Zero of 54 episodes succeeded when the target color was anywhere other than its training slot. The 17.5% headline decomposes exactly as 0.325 × 0.538 + 0.675 × 0.000 ≈ 0.175. The model had never used vision to find the color. It memorized “red prompt → reach for slot 0, blue prompt → slot 2, …” and used the vision tower only for arm-trajectory localization, not for object identification.

SAME MEMORIZED LOOKUP, TWO SCENES canonical eval training distribution "pick the red book" → slot 0 slot 0 slot 1 slot 2 slot 3 ✓ slot 0 holds red · 53.8% (14/26) shuffled eval eval-only distribution shift "pick the red book" → slot 0 (same) slot 0 slot 1 slot 2 slot 3 ✗ slot 0 holds blue · 0% (0/54)
Same memorized lookup, both scenes. Canonical eval, lands on red 53.8% of the time. Shuffled, lands on whatever sits at slot 0.

Here’s what that looks like. The prompt is “blue”, the actually-blue book has been shuffled to a different slot, and the canonical-blue slot now holds the red book. Watch where the arm goes:

It descends on the canonical-blue slot, grabs the red book that’s sitting there, drops it in the carton. Fails. Loops. Does it again.

This sharpens the Robust Skills, Brittle Grounding paper (Emukpere et al.). They reported a ~2% non-canonical “instruction-correct” floor under continuous Cartesian jitter, attributable to accidental near-canonical matches. With discrete permutations, the floor is cleanly 0%. This is shortcut learning: when two solutions fit the data and one is simpler, optimizers find the simpler one.

The failed mitigation

The literature-recommended fix for this kind of grounding collapse is counterfactual data augmentation, synthesizing demonstrations where the color↔slot mapping varies so the model can’t shortcut on slot-position.

I collected 1500 additional shuffled scripted demonstrations and retrained SmolVLA on the combined 600 canonical + 1500 shuffled dataset.

eval conditionbaseline+ aug
canonical60.0%8.8%
shuffled17.5%5.0%

Worse on both. Lose-lose.

Two things happened.

The frozen vision encoder cannot absorb the new visual diversity. SigLIP’s features for “red book at slot 0” and “red book at slot 2” are essentially the same vector to the action expert. Adding shuffled episodes doesn’t change what the encoder produces. It only changes what the expert tries to map those near-identical features to. The shuffled-data signal that’s supposed to break the position shortcut is invisible to the part of the network that would need to learn from it.

The 100M-parameter action expert only has so much capacity. The shuffled data forces it to abandon the memorized lookup, because that lookup no longer fits the data. But the frozen encoder hands the expert the same indiscriminate features as before, so there’s nothing to learn grounding from. The expert forgets the shortcut and gets nothing in return.

I spent a couple of days trying to rule out boring explanations. bf16 vs fp32 (matched the v2 recipe exactly), state schema (15-D vs 8-D, retrained from scratch), insufficient training (loss plateaued at 22K and per-checkpoint eval bounced 5-15% with no monotonic trend). None moved the number. The model didn’t break. It just got systematically worse at both distributions because the added data made the language→object pathway harder to learn, at this model size and trainable budget.

I independently corroborated the Brittle Grounding paper’s most important practical claim. Scaling demonstrations does not close this gap at the SmolVLA-LoRA budget. The architecture has a structural ceiling here.

Phase 4: a harder scene, 0/10

If the simple scene was hitting a structural ceiling, the obvious move was to either grow the model or simplify the task. I did neither. I made the task harder. Bigger rack (2 rows × 6 columns instead of 1×4), 4-cell carton instead of one carton bin, side-grasp instead of vacuum gripper, multi-cue prompts like “pick the red book in the bottom row, leftmost, and put it in the front-left cell.”

publisher_v4 scene, side camera (256×256, as the policy sees it)

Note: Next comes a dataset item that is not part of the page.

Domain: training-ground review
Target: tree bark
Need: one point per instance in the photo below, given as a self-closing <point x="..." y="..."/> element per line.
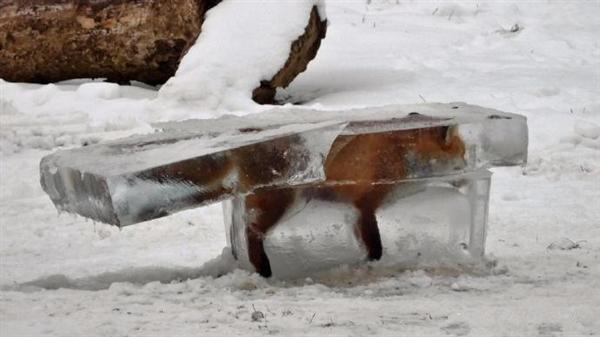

240 demos covering 10 of 12 (book, cell) pairs (one pair held out for compositional eval), with the same scripted DLS-IK controller. Standard SmolVLA recipe:

bs                = 16
freeze_vision     = True   # frozen SigLIP
train_expert_only = True
chunk_size        = 50
lr_peak           = 1e-4
precision         = bf16

20K steps. Training loss dropped 0.604 → 0.056. Looked textbook.

Eval: 0/10.

I tried a warm-restart from the 20K checkpoint with a fresh optimizer and scheduler, so the LR would re-ramp back to peak and (in theory) knock the policy out of whatever local basin it had settled into. Evaluated every 5K steps. All four checkpoints (10K, 15K, 20K, 25K) scored 0/5+. The decision gate triggered. I killed the run.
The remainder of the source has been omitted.